Auch vieles andere war nicht neu beim Echo 2012: Wie schon 2011 und davor, gaben sich Dutzende Stars und Sternchen im Schnelldurchlauf die Ehre. Bei strahlendem Sonnenschein sorgten Katy Perry, Marilyn Manson, Shaggy, Sido, Pietro Lombardi und etliche weitere Prominente schon bei ihrer Ankunkft für Kreischalarm am roten Teppich.

Neben den launischen - teilweise ans Peinliche grenzenden - Ankündigungen des Moderatorinnen-Duos, das sich selbst als "Ratiopharm-Zwillinge" bezeichnete, bot die Preisverleihung aber auch berührende Momente.
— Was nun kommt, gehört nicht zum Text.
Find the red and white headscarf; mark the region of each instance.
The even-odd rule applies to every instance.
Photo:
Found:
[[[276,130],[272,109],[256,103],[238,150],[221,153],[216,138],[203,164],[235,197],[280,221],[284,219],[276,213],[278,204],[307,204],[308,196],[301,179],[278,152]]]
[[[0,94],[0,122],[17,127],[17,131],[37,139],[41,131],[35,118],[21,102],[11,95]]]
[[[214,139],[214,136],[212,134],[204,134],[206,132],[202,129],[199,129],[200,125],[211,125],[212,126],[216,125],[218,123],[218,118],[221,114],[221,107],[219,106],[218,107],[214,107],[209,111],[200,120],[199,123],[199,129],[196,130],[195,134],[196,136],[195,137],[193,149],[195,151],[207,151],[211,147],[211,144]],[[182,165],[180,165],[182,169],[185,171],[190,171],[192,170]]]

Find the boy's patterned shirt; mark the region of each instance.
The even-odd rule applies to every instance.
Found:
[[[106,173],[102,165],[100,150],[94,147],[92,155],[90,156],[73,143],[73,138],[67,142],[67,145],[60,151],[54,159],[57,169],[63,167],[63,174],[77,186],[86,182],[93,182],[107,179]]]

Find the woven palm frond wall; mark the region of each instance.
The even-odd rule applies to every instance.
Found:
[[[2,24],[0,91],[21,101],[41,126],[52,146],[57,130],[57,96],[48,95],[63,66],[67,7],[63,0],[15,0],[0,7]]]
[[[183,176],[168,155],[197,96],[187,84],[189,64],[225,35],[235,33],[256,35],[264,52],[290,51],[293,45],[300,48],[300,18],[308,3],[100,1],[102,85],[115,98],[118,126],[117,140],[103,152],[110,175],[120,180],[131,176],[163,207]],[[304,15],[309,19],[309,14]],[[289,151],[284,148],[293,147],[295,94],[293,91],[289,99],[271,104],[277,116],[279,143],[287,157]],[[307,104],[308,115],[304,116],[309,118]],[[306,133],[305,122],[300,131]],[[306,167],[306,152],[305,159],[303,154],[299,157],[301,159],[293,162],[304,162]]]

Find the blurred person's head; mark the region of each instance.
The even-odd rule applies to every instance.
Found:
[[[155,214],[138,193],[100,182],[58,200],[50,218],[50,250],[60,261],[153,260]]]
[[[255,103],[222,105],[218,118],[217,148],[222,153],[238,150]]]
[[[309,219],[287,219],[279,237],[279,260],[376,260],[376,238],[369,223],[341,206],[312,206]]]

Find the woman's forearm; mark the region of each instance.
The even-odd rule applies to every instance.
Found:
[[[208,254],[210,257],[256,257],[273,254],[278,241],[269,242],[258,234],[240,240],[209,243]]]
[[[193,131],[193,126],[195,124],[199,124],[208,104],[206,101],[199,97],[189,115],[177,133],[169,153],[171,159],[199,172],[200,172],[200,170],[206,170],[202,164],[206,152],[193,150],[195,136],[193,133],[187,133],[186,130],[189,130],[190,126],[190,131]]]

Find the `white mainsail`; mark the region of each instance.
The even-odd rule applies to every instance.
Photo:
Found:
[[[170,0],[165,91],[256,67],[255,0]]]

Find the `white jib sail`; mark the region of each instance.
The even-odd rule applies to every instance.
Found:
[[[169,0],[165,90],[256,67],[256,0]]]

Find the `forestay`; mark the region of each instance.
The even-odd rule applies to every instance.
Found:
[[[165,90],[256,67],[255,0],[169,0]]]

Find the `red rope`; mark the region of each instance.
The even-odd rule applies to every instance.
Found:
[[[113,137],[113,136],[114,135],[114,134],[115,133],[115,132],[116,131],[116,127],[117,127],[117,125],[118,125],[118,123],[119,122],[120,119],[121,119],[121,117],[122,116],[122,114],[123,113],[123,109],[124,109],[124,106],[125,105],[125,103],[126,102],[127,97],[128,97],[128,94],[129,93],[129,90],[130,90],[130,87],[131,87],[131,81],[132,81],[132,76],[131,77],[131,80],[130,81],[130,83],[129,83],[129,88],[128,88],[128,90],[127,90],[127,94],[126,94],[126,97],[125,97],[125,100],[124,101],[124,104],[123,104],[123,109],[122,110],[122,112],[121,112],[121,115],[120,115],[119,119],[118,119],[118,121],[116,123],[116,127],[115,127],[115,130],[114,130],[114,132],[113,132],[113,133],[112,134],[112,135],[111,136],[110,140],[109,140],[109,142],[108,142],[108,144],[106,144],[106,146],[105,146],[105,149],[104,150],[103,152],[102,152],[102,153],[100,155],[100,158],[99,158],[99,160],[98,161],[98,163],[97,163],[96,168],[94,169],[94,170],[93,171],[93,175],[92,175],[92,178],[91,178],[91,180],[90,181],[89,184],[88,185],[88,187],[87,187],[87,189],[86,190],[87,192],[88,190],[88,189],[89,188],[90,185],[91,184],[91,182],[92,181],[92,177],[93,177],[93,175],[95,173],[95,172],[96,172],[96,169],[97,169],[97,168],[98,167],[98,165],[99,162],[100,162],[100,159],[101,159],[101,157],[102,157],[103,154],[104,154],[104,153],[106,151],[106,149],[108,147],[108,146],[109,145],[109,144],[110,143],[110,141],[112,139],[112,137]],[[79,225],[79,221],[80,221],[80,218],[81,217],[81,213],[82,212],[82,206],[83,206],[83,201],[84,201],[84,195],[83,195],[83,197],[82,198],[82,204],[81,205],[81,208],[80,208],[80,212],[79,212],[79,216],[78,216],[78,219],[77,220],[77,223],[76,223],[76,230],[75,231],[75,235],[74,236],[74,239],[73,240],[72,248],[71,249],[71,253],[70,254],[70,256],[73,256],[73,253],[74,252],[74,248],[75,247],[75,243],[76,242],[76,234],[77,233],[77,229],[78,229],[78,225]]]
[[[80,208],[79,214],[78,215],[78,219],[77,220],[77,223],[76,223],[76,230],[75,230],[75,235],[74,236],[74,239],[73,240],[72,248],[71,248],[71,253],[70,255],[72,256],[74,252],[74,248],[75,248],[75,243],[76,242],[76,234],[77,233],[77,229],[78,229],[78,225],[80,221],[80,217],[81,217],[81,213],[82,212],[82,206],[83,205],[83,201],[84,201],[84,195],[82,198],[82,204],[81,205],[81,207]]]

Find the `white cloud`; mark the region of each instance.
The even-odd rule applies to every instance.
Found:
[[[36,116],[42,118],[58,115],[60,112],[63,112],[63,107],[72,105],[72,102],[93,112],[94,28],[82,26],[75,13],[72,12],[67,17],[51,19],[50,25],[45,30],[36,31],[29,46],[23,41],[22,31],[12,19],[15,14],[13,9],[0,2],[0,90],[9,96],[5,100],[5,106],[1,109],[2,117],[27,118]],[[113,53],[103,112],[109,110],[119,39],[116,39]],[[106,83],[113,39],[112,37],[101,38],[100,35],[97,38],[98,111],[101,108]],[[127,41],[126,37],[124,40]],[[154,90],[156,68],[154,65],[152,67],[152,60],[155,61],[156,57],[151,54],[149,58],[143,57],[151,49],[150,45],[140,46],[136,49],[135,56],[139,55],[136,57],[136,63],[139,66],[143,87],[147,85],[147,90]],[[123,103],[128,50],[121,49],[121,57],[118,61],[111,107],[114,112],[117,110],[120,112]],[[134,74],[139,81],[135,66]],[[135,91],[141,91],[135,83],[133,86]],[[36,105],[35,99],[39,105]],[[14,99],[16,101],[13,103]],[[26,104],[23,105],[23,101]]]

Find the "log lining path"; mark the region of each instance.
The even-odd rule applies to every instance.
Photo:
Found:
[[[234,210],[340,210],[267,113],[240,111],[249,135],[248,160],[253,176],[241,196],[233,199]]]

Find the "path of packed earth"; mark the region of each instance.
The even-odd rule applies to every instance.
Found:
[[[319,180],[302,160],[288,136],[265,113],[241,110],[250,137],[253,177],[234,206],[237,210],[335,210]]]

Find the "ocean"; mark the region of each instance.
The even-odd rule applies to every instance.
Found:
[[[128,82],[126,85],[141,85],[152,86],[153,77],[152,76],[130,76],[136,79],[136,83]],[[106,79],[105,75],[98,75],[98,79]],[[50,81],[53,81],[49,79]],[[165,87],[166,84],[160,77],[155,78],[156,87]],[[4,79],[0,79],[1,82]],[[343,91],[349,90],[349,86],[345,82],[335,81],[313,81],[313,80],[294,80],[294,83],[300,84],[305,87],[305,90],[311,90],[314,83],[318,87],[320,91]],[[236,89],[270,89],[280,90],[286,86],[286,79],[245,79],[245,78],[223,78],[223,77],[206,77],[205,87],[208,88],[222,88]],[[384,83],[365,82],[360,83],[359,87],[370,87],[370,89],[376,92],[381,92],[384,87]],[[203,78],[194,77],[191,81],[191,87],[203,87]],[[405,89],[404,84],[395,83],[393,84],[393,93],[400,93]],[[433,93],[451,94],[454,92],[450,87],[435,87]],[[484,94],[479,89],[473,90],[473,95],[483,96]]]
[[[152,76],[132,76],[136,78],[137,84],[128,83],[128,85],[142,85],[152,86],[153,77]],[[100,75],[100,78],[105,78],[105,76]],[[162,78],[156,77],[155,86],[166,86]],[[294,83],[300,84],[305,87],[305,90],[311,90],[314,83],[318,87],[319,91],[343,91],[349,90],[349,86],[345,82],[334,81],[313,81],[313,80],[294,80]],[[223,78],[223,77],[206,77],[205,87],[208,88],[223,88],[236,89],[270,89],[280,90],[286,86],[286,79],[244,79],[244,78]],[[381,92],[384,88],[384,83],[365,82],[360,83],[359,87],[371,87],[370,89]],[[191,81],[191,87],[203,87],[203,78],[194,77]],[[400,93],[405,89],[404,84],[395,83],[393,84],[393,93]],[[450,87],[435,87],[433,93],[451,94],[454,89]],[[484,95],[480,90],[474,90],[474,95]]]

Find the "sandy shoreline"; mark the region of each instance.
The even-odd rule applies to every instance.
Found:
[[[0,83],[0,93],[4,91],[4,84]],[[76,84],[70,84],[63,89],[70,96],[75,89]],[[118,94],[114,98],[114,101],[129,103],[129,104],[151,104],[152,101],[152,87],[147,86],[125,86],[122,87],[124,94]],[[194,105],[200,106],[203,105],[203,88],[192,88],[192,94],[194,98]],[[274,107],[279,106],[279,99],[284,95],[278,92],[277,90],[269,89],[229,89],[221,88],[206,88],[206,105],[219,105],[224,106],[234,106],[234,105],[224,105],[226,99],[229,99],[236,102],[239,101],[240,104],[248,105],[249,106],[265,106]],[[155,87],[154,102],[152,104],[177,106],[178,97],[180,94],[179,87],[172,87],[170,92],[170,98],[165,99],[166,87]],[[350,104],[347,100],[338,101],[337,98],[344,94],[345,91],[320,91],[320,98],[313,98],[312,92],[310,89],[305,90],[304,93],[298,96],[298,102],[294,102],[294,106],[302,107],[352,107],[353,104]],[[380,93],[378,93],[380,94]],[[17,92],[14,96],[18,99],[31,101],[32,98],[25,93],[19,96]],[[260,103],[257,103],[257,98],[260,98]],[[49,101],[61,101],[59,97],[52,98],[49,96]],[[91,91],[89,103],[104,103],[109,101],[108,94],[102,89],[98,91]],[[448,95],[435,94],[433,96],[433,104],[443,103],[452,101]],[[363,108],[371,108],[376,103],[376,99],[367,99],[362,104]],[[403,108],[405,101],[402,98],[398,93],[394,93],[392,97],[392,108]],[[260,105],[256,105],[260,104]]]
BAP-Sänger Wolfgang Niedecken, der gerade erst von seinem Schlaganfall im November genesen ist, erhielt einen Echo für sein Lebenswerk. Überreicht wurde ihm der Preis von seinem alten Freund Wim Wenders, der ergreifende Worte zu Niedeckens gesundheitlicher Krise fand: "Junge, Junge, du hast uns einen ganz schönen Schreck eingejagt. Da haben viele erst gemerkt, was für einen Schatz wir an dir haben."

Emotional wurde es auch, als die verstorbenen Soul-Diven Whitney Houston und Amy Winehouse in die "Hall of Fame des Echo" aufgenommen wurden. Bilder von Auftritten Whitney Houstons wurden eingespielt, gleichzeitig flackerte eine große Kerze auf dem Bildschirm im Hintergrund. In Gedenken an Winehouse performte ein Quintett, bestehend aus Dionne Bromfield, der Patentochter der verstorbenen Sängerin, gemeinsam mit Ivy Quainoo, Ina Müller, Caro Emerald und Aura Dione den Winehouse-Hit Valerie.

Lange Reden gab es - wie immer - kaum: Anstatt allzu ausführlicher Lobeshymnen bekamen die Zuschauer stattdessen Musik satt geboten. Neben dem fulminanten Auftritt von Katy Perry und der betont coolen Performance Lana Del Reys traten "Unser Mann für Baku", Roman Lob, und die Toten Hosen auf. Die Veranstalter setzten daneben vor allem auf musikalische Ko-Produktionen: BAP sangen mit Clueso und Thomas D., Kraftklub wurden von Rapper Casper unterstützt und Rammstein rockten mit Marilyn Manson, der die Deutschen auf der Bühne als eine seiner Lieblingsband feierte.

"Ich brauche jetzt einen Campino"

Für ihn sei der Echo wie ein Klassentreffen, sagte der Sänger der Toten Hosen, Campino. Und am Ende warte "ein Riesenberg Getränke", fügte er mit Blick auf die Aftershowparty vergnügt hinzu. Da passt es gut, dass der Sänger/Songwriter/Schauspieler zuvor von Ina Müller mit den Worten: "Ich brauche jetzt einen Campino" angekündigt worden war.